If we stopped at the previous step, it‘s easy to see how fusing many arenas could result in O(n^2) behavior, as we’d spend all of our time traversing the linked list from the root to find the tail. To avoid this, we update A‘s tail pointer to point to B’s tail - so the next fuse operation will not have to traverse C or B.

digraph {
A [label="A (refs=5)"]
A -> C [dir=back]
A -> C [weight=0.001, color="red"]
C -> A [weight=0.001, color="blue"]
A -> D [style=dashed]
B -> D [dir=back]
B -> D [weight=0.001, color="red"]
D -> B [weight=0.001, color="blue"]
B -> D [style=dashed]
A -> B [dir=back]
C -> B [weight=0.001, color="red"]
}

Update back links

To make it possible to always traverse the list in both directions for upb_Arena_SpaceAllocated, we need to make the matching back link for our doubly-linked list.
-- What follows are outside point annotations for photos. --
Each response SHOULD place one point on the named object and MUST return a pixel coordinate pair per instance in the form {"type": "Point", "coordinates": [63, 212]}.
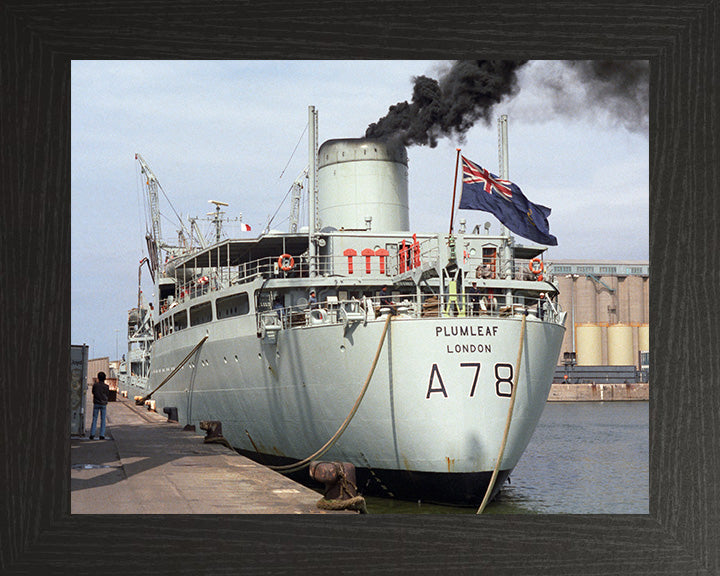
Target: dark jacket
{"type": "Point", "coordinates": [101, 393]}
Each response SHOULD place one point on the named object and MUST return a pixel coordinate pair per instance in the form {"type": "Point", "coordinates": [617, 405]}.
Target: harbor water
{"type": "Point", "coordinates": [584, 458]}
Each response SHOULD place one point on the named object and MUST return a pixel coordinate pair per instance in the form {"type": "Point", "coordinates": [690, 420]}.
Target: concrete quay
{"type": "Point", "coordinates": [147, 465]}
{"type": "Point", "coordinates": [597, 392]}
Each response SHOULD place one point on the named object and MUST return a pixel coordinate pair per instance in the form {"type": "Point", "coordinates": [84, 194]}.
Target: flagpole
{"type": "Point", "coordinates": [452, 210]}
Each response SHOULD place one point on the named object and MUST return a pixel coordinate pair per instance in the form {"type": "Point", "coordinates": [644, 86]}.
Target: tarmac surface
{"type": "Point", "coordinates": [147, 465]}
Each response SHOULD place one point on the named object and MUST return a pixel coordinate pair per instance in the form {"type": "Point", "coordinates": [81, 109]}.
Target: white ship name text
{"type": "Point", "coordinates": [451, 331]}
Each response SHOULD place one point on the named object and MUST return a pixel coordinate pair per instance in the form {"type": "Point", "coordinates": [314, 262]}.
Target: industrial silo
{"type": "Point", "coordinates": [362, 183]}
{"type": "Point", "coordinates": [620, 348]}
{"type": "Point", "coordinates": [588, 344]}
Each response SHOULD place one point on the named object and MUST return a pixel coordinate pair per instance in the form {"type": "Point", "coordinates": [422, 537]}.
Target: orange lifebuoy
{"type": "Point", "coordinates": [286, 262]}
{"type": "Point", "coordinates": [536, 266]}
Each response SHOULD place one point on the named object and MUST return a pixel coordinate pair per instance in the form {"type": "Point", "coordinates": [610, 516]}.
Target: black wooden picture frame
{"type": "Point", "coordinates": [681, 535]}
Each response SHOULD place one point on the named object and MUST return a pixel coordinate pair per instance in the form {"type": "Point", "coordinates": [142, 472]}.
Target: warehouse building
{"type": "Point", "coordinates": [608, 313]}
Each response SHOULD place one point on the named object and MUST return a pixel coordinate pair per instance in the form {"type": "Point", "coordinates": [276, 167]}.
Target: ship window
{"type": "Point", "coordinates": [180, 320]}
{"type": "Point", "coordinates": [200, 314]}
{"type": "Point", "coordinates": [235, 305]}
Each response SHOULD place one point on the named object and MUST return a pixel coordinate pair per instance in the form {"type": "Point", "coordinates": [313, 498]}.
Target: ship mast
{"type": "Point", "coordinates": [503, 161]}
{"type": "Point", "coordinates": [312, 190]}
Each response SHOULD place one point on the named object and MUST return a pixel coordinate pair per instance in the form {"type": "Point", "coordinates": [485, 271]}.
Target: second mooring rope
{"type": "Point", "coordinates": [300, 465]}
{"type": "Point", "coordinates": [507, 421]}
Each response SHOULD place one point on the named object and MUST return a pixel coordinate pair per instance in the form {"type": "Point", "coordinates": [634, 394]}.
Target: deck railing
{"type": "Point", "coordinates": [334, 311]}
{"type": "Point", "coordinates": [359, 267]}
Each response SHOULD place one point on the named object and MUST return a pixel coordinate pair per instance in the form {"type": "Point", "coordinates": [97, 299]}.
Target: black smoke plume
{"type": "Point", "coordinates": [469, 90]}
{"type": "Point", "coordinates": [450, 106]}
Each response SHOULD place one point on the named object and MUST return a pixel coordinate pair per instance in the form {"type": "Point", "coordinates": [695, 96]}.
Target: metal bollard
{"type": "Point", "coordinates": [171, 411]}
{"type": "Point", "coordinates": [338, 477]}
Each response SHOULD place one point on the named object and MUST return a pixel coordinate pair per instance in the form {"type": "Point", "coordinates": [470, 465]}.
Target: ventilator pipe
{"type": "Point", "coordinates": [507, 421]}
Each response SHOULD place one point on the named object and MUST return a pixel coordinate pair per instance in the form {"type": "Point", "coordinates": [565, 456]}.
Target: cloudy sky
{"type": "Point", "coordinates": [235, 131]}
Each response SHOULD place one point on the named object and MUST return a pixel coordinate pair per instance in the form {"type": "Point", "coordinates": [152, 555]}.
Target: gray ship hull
{"type": "Point", "coordinates": [430, 424]}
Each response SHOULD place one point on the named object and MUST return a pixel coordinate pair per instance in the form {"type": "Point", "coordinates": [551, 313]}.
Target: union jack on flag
{"type": "Point", "coordinates": [482, 190]}
{"type": "Point", "coordinates": [474, 174]}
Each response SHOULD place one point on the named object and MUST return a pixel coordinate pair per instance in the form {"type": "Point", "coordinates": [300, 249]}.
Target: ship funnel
{"type": "Point", "coordinates": [363, 180]}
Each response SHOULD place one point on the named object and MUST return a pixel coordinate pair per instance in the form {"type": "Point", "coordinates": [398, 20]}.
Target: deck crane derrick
{"type": "Point", "coordinates": [154, 240]}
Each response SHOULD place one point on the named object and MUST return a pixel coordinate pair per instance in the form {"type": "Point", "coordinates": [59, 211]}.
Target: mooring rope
{"type": "Point", "coordinates": [507, 421]}
{"type": "Point", "coordinates": [303, 463]}
{"type": "Point", "coordinates": [175, 371]}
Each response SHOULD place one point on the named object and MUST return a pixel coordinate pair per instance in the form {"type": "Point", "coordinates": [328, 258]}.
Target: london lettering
{"type": "Point", "coordinates": [455, 330]}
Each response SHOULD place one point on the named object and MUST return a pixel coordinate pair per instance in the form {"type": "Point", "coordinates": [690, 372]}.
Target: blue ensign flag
{"type": "Point", "coordinates": [484, 191]}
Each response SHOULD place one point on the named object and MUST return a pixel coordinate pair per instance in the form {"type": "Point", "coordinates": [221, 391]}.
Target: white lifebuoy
{"type": "Point", "coordinates": [536, 266]}
{"type": "Point", "coordinates": [286, 262]}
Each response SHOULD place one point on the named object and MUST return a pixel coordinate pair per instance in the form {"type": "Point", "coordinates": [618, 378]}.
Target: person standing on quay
{"type": "Point", "coordinates": [101, 393]}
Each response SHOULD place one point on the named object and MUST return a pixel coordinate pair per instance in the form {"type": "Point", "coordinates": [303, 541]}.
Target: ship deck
{"type": "Point", "coordinates": [147, 465]}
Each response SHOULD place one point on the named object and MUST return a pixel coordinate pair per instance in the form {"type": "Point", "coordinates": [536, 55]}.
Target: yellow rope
{"type": "Point", "coordinates": [507, 422]}
{"type": "Point", "coordinates": [300, 465]}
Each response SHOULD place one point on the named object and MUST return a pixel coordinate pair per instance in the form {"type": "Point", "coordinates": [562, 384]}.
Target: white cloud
{"type": "Point", "coordinates": [227, 129]}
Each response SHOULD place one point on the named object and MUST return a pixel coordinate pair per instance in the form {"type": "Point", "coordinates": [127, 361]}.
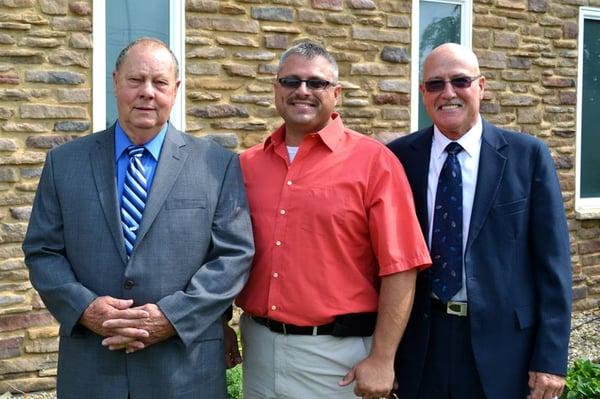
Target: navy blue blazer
{"type": "Point", "coordinates": [517, 264]}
Since we linked C to B, we need to link B to C via B's previous_or_tail pointer.

digraph {
A [label="A (refs=5)"]
A -> C [dir=back]
A -> C [weight=0.001, color="red"]
C -> A [weight=0.001, color="blue"]
A -> D [style=dashed]
B -> D [dir=back]
B -> D [weight=0.001, color="red"]
D -> B [weight=0.001, color="blue"]
B -> C [weight=0.001, color="blue"]
A -> B [dir=back]
C -> B [weight=0.001, color="red"]
}

Counting allocated space

Traversing the linked list while the arenas are still live can be tricky, as we can‘t necessarily reach our own node via the linked list from the root. Instead, we scan the linked list in both directions starting from the caller-specified node. This makes space counting weakly consistent - it’s possible to see that A and B are fused, but not see A's space reflected in SpaceAllocated(B) if the fuse operation that joined them is still in progress. But counting allocated space is always consistent with itself and any fully complete fuses - nodes are only appended or prepended to the list, so starting the traversal at the same point each time guarantees that future scans see a superset of previous ones.